Herbicides were detected in streams soon after application to agricultural lands, but concentrations did not exceed guidelines for protection of aquatic life. In the West Salt River Valley west of Phoenix, the pre-emergent herbicides dacthal, EPTC, simazine, and trifluralin are applied to tilled fields prior to cotton planting in the early spring to control weeds. They may be reapplied in the fall to fields where winter crops are grown. These herbicides were detected in surface-water samples from the agricultural/urban streams in the early spring and fall, soon after application. Changes in concentrations of dacthal at the Hassayampa River near Arlington (fig. 15) are representative of the patterns seen for herbicide concentrations at both sites. Agricultural and rainfall runoff carry these pesticides to streams. Because streamflow at these sites is not used for drinking water but does sustain aquatic life, guidelines for the protection of aquatic life were used to evaluate water quality. Aquatic-life guidelines for simazine and trifluralin were not exceeded in any samples from these sites.
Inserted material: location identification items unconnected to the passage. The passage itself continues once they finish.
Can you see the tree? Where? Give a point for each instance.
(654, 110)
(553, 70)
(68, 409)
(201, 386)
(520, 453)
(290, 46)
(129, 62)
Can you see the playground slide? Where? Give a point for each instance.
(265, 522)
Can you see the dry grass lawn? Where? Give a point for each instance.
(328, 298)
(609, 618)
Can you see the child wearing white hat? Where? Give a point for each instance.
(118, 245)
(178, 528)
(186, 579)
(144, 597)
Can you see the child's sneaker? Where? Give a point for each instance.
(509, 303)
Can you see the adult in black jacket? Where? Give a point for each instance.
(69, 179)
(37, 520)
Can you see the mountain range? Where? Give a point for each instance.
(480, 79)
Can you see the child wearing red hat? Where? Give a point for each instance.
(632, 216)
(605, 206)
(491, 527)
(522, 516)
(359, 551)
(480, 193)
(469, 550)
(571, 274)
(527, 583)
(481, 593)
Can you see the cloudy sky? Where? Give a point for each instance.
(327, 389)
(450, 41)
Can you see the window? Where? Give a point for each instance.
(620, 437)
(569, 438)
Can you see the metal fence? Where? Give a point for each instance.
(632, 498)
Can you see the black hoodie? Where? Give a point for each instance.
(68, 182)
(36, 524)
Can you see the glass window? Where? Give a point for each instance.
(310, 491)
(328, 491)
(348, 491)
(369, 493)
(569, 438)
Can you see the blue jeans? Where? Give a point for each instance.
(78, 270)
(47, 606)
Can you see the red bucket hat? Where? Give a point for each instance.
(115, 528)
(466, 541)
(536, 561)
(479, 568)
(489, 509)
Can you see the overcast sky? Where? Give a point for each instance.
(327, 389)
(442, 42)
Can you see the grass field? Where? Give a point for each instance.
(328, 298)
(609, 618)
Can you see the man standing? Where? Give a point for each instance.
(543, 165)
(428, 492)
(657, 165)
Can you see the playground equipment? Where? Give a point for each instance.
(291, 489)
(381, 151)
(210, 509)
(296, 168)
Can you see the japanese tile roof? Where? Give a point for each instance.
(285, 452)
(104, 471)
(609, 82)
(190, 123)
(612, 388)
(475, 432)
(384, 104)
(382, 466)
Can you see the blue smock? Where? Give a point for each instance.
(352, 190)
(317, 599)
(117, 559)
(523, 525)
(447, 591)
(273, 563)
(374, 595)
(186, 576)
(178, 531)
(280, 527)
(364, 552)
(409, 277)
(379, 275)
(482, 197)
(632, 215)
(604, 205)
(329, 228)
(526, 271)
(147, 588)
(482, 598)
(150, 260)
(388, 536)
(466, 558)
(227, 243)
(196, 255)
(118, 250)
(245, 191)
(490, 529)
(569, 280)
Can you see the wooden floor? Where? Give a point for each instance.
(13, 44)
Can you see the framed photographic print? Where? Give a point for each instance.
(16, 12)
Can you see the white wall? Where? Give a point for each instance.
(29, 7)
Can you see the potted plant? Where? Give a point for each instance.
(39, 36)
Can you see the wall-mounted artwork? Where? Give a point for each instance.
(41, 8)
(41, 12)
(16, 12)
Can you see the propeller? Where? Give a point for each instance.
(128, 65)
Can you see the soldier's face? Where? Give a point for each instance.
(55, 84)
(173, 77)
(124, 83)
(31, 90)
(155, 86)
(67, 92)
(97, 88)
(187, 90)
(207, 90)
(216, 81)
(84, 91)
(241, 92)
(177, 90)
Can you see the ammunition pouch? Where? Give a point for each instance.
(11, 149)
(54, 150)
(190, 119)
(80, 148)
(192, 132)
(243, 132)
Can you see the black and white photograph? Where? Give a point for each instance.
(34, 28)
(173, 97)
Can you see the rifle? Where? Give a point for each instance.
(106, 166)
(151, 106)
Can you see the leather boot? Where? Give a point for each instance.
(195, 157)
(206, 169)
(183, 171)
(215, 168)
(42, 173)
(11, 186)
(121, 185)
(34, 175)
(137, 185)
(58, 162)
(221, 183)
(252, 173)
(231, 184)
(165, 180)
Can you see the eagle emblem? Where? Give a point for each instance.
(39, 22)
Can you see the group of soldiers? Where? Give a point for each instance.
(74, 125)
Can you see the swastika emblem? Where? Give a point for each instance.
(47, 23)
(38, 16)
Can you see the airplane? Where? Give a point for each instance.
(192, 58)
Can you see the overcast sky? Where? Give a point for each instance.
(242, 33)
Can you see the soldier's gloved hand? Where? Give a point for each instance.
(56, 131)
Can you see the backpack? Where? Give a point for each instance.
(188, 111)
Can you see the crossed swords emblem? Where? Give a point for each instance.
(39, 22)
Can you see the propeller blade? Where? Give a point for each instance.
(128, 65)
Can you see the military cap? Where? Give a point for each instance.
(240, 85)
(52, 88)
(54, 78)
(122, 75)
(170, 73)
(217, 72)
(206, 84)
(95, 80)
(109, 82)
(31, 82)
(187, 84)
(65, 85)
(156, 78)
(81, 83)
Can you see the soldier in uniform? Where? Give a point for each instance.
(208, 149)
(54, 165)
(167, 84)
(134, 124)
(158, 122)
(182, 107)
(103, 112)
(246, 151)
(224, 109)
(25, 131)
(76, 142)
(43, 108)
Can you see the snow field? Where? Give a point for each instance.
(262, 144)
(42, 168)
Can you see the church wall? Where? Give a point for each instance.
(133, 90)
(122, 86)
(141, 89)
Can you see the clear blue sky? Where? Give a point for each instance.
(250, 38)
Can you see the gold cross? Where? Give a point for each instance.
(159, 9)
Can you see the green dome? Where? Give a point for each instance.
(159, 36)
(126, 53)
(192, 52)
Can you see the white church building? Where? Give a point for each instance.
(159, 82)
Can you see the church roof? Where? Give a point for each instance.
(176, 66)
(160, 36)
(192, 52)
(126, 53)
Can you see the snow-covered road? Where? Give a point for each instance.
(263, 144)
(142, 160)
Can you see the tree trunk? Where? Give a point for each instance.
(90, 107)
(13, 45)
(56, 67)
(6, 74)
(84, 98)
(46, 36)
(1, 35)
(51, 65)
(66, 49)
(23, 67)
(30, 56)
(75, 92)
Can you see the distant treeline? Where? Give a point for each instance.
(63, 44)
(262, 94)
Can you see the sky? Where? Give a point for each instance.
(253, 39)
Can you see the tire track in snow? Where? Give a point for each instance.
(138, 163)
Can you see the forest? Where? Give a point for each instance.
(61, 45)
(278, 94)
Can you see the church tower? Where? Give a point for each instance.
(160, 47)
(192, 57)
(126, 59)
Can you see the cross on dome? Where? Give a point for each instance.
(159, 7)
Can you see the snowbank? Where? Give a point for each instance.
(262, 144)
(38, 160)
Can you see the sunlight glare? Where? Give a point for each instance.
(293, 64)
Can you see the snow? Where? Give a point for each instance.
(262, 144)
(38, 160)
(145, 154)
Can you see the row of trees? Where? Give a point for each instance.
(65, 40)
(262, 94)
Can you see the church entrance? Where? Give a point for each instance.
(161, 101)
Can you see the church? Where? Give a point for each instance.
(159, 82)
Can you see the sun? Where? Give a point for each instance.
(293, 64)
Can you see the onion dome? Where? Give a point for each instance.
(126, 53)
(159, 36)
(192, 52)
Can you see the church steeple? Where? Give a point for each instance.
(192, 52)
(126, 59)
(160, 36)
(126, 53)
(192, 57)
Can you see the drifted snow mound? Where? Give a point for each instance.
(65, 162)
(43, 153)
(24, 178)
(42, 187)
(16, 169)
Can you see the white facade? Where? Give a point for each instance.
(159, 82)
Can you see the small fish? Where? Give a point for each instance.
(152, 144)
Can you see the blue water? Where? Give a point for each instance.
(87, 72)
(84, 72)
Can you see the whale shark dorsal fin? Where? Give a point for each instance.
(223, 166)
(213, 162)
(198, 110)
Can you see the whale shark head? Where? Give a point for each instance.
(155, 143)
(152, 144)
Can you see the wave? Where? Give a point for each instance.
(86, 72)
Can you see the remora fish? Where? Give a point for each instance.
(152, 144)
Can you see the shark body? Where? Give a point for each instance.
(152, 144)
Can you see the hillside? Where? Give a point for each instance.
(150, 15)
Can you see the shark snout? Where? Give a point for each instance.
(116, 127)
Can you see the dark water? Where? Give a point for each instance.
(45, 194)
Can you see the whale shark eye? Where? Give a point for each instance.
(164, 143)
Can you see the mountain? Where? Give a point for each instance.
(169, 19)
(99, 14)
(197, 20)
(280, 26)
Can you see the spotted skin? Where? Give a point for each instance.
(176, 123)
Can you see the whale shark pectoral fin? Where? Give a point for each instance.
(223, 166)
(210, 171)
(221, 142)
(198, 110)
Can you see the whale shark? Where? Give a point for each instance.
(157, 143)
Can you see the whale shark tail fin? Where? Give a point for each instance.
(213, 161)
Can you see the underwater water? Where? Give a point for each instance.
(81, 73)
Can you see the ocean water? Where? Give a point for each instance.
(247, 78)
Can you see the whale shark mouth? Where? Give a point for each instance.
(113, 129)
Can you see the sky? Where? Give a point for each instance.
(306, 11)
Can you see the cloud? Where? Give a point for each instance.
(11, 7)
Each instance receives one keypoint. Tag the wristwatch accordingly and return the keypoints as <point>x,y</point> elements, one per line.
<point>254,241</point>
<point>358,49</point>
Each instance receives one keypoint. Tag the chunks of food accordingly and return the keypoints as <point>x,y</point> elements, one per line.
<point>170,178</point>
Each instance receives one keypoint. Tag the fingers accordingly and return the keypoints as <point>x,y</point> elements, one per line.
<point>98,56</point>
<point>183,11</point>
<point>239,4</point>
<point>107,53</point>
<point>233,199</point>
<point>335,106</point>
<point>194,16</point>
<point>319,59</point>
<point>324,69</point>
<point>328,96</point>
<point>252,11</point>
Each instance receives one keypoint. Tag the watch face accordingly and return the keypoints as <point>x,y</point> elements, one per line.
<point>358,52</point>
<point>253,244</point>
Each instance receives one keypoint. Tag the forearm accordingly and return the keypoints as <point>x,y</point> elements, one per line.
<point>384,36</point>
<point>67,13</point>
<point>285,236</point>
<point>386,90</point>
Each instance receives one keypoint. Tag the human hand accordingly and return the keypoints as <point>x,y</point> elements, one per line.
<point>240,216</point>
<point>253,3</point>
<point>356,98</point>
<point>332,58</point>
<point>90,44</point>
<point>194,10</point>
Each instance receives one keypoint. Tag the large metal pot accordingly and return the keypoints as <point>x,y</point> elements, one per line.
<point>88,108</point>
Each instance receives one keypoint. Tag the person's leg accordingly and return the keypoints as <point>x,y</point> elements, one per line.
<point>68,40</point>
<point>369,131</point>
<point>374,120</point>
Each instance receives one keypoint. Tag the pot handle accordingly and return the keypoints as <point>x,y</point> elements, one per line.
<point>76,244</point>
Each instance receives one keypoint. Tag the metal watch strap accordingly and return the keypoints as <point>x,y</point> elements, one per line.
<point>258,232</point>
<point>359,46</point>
There are no aquatic-life guidelines for dacthal and EPTC.
Organochlorine pesticides that persist in streambed sediment and in fish tissue from an agricultural/urban stream are a concern for aquatic ecosystem health. PEL concentrations for sediment were exceeded for DDE and DDT at the agricultural/urban stream site on the Buckeye Canal near the Hassayampa River (adjacent to the Hassayampa River at Arlington site, see p. 26). Concentrations of DDE in fish-tissue samples from this site exceeded guidelines established by New York State (Newell and others, 1987) for the protection of fish-eating wildlife. Concentrations of toxaphene in two out of three fish-tissue samples from the same site exceeded the National Academy of Science/National Academy of Engineering (1973) guideline for the protection of fish-eating wildlife. Past use of pesticides including DDT, toxaphene, and others on agricultural areas in the West Salt River Valley is the source of these pesticides. Though use of these pesticides was discontinued decades ago, the pesticides persist over time and their breakdown products continue to enter streams by erosion of contaminated soils, surface-water runoff, and atmospheric deposition. Exceedances of tissue guidelines indicate possible adverse effects, such as reduced reproductive ability and eggshell thinning, to birds and other wildlife that eat contaminated fish (Faber and Hickey, 1973).